What other information does the State House—or even the Democratic Progressive Party—chuck out at us that is either wrong or not timely or both?
I ask this question in view of the storm in a teacup that President Peter Mutharika’s trip to the United States of America has brewed over the past week. And it has been messy.
Excitement or ignorance—or something in between—drove the State and party machinery to feed us information that was so patently false and so embarrassing in its contradiction you would expect them to hang their collective heads in shame never to be lifted again.
In the continuing narrative to establish the link between US President Barack Obama and Mutharika, an outlandish claim was made to the effect that the Malawian leader had been invited by his American counterpart.
A more plausible explanation was that he was, in fact, in the US at the leisure of the International Conservation Caucus Foundation for the 2015 US Congressional International Conservation Gala.
As it turned out, both pieces of information were wrong.
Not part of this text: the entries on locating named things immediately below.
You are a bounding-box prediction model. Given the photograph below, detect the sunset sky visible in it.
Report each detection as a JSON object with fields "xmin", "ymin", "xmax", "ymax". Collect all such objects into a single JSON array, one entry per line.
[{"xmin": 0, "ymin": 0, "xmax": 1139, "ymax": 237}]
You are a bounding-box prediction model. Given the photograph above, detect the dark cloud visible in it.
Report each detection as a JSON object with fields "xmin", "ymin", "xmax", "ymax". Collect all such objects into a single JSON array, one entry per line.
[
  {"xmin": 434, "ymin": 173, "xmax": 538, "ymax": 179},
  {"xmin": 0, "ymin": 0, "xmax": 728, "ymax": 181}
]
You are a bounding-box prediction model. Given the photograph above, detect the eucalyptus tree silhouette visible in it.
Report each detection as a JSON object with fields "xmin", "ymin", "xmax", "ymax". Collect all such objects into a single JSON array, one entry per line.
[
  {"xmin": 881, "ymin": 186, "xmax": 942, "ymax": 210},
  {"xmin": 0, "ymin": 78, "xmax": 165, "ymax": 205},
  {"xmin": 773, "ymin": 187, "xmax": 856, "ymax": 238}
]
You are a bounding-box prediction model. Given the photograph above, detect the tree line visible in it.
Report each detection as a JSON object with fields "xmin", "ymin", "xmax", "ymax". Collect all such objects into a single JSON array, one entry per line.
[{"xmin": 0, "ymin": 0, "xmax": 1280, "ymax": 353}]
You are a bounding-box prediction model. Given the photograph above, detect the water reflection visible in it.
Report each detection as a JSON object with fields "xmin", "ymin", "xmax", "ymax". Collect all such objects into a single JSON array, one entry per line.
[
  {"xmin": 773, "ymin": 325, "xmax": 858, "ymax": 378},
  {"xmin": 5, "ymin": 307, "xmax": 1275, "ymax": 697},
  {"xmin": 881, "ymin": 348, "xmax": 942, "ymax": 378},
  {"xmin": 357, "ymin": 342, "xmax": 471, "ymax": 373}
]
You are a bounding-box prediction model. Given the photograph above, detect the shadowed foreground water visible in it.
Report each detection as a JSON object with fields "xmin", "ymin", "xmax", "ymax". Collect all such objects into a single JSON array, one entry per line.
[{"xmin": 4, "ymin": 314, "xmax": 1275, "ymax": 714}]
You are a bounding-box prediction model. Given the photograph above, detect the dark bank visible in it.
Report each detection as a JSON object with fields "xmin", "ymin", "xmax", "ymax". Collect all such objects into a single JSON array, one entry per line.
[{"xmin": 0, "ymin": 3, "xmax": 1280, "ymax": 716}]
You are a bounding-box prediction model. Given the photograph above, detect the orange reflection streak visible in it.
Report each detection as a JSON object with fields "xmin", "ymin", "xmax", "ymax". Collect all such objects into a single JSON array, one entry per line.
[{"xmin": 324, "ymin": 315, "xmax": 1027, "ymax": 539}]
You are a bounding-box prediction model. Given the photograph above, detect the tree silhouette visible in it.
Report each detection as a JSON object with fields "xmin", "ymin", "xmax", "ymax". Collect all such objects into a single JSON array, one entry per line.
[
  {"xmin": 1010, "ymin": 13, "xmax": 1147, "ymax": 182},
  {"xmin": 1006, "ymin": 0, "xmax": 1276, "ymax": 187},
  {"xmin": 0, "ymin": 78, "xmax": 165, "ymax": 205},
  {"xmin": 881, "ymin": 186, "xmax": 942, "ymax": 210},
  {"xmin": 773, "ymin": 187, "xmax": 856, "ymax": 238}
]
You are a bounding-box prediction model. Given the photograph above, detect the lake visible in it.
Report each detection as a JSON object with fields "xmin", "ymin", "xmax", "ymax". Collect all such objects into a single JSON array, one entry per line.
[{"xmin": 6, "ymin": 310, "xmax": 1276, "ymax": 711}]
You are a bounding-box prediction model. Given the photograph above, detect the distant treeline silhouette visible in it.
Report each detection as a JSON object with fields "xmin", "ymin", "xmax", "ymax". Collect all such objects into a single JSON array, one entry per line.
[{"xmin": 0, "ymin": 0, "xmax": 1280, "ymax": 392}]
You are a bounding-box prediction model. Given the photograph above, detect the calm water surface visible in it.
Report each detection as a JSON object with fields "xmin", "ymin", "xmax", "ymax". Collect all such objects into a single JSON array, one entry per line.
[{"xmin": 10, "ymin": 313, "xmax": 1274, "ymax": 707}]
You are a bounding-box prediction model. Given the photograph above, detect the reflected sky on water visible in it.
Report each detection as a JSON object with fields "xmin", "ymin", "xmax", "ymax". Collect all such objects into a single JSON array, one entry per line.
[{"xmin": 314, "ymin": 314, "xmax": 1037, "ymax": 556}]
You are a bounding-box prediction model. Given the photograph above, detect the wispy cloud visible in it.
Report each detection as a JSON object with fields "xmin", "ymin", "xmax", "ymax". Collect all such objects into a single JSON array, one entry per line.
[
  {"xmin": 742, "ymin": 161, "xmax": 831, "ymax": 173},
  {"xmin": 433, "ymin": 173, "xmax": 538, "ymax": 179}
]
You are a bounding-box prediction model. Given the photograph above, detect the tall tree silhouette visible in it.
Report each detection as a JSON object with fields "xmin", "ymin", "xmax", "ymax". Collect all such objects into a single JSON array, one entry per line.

As for Obama, I suppose the American president had next to no control over the guest list of the gala.
And, indeed, there was a gala. But it had taken place on March 19; Mutharika, it turns out, had been invited to a dinner on April 22.
I am prepared to give the President’s numerous handlers a wide berth for misinforming the nation. I am assuming they have no idea about the difference between a gala and a dinner. Maybe they can’t tell the difference between an event taking place in March and another in April either.
I’m tempted to think the President was trying to pull wool over our eyes, but for what purpose? Was there more than just a dinner in the US at stake? As my thoughts are running wild, I am imagining Mutharika was, after all, invited to the gala. But our president has a reputation for procrastination.
So, suppose, in keeping with his reputation for dithering, he knew about the date, forgot about it, and then remembered he had to go to Washington for an event in March and went regardless. And then he caught his hosts unawares.
I am inclined to believe the dinner was hastily arranged by obliging hosts who did not want to embarrass their visitor. I have a justification for my hunch. The press statement announcing the dinner was only released on April 15 when Mutharika was already in the US. Maybe they just delayed in announcing, but the coincidence was unusual.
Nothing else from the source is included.